Est-ce que les Etats-Unis et la Chine dominent autant les Jeux paralympiques que les JO ? La réponse n’est pas simple. La Chine domine effectivement les compétitions depuis deux éditions (Athènes 2004 et Pékin 2008) alors qu’elle n’était que 6e à Sydney en 2000, 9e à Atlanta en 1996 et 13e à Barcelone en 1992. La progression chinoise a donc été constante jusqu’à son apogée depuis huit ans. Il faudra voir si cela se poursuit cette année à Londres, après la motivation extrême pour Pékin. Pour les Américains, les résultats sont mitigés. Ils ont été 3e à Pékin en 2008, 4e en 2004 et 5e en 2000. Un classement vraiment moyen alors qu’ils avaient été premiers chez eux à Atlanta en 1996, à Barcelone en 1992 ou encore à Séoul en 1988. Si la Chine n’a que récemment pris la tête des nations paralympiques et si les Etats-Unis semblent sur le déclin, quels sont alors les autres grands pays à concourir ?

Parmi eux, plusieurs pays européens. Les Britanniques, tout d’abord.
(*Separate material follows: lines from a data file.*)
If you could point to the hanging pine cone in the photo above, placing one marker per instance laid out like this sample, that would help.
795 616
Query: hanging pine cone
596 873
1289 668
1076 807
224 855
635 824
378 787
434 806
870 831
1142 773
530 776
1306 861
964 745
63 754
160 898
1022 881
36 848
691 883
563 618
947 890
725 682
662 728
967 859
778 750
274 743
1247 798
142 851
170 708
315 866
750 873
Grande nation paralympique s’il en est. Toujours classés 2e ou 3e des Jeux paralympiques, ils auront à cœur de faire au moins aussi bien dans leur jardin à Londres ! Il y a l’Ukraine, ensuite, qui s’est classée 4e en 2008 à Pékin et 6e à Athènes. Une jolie apparition dans le haut du classement quand on sait que le pays tournait plutôt autour de la 40e place auparavant. Viennent ensuite quelques pays du Commonwealth. On a déjà mentionné le Royaume-Uni mais l’Australie (5e à Pékin), l’Afrique du Sud (6e) et le Canada (7e) ne sont pas en reste.
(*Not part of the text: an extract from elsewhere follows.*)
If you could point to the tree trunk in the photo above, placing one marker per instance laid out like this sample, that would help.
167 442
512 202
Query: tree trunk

Pour terminer, faisons un petit pari. Un pays auquel il faudra sans doute faire attention cette année devrait être le Brésil. Sa progression actuelle est certes intéressante (24e en 2000, 14e en 2004 et 9e en 2008) mais elle ne suffit pas à l’imaginer entrer dans le groupe de tête. C’est en tant que futur organisateur des Jeux paralympiques en 2016, pour lesquels il tentera forcément de réaliser un joli coup, qu’il devrait être dangereux dès à présent. Un coup d’éclat avant l’apothéose à Rio ? Rendez-vous le 9 septembre pour savoir si les athlètes paralympiques brésiliens étaient au rendez-vous !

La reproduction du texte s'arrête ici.